[Date Prev][Date Next][Thread Prev][Thread Next][Date Index][Thread Index]
Re: [PATCH 1/4] qdev: add DEVICE_RUNTIME_ERROR event
From: |
Markus Armbruster |
Subject: |
Re: [PATCH 1/4] qdev: add DEVICE_RUNTIME_ERROR event |
Date: |
Mon, 30 May 2022 13:28:17 +0200 |
User-agent: |
Gnus/5.13 (Gnus v5.13) Emacs/27.2 (gnu/linux) |
Roman Kagan <rvkagan@yandex-team.ru> writes:
> On Wed, May 25, 2022 at 12:54:47PM +0200, Markus Armbruster wrote:
>> Konstantin Khlebnikov <khlebnikov@yandex-team.ru> writes:
>>
>> > This event represents device runtime errors to give time and
>> > reason why device is broken.
>>
>> Can you give an or more examples of the "device runtime errors" you have
>> in mind?
>
> Initially we wanted to address a situation when a vhost device
> discovered an inconsistency during virtqueue processing and silently
> stopped the virtqueue.
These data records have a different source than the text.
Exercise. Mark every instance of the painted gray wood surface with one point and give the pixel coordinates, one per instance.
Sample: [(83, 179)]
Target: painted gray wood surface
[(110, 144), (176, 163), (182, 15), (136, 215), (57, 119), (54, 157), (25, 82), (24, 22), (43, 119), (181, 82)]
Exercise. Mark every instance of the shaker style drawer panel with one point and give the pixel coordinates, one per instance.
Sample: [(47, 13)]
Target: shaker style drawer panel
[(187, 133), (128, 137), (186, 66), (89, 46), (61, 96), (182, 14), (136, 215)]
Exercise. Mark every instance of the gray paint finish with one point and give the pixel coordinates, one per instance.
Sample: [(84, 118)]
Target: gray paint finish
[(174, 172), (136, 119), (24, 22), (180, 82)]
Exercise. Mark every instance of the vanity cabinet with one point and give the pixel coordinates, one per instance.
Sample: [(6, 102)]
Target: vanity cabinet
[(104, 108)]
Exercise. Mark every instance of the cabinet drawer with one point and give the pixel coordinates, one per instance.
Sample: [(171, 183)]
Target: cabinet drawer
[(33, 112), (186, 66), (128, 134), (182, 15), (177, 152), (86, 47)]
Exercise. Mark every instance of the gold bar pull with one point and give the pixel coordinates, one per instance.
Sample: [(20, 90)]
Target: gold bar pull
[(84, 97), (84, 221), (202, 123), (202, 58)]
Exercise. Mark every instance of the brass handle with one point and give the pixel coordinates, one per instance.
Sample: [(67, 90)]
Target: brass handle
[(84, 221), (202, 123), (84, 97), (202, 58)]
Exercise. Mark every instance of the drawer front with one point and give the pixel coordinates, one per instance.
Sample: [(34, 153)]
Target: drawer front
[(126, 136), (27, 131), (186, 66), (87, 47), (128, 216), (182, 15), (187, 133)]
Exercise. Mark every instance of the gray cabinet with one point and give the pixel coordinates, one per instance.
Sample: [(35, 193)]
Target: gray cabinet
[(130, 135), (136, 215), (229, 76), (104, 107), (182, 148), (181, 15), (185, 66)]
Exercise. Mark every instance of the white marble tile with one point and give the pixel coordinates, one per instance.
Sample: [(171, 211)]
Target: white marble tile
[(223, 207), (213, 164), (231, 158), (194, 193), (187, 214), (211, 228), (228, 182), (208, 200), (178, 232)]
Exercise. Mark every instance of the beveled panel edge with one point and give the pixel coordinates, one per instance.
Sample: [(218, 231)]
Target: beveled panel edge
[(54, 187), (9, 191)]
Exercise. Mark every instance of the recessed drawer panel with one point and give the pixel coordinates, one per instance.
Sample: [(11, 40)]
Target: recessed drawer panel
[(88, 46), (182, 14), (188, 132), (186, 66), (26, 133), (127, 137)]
This resulted in device stall (partial for
> multiqueue devices) and we were the last to notice that.
>
> The solution appeared to be to employ errfd and, upon receiving a
> notification through it, to emit a QMP event which is actionable in the
> management layer or further up the stack.
>
> Then we observed that virtio (non-vhost) devices suffer from the same
> issue: they only log the error but don't signal it to the management
> layer. The case was very similar so we thought it would make sense to
> share the infrastructure and the QMP event between virtio and vhost.
>
> Then Konstantin went a bit further and generalized the concept into
> generic "device runtime error". I'm personally not completely convinced
> this generalization is appropriate here; we'd appreciate the opinions
> from the community on the matter.
"Device emulation sending an even on entering certain error states, so
that a management application can do something about it" feels
reasonable enough to me as a general concept.
The key point is of course "can do something": the event needs to be
actionable. Can you describe possible actions for the cases you
implement?
Once we all have a better idea of the event's purpose, usage, and
limitations, we should revisit its documentation.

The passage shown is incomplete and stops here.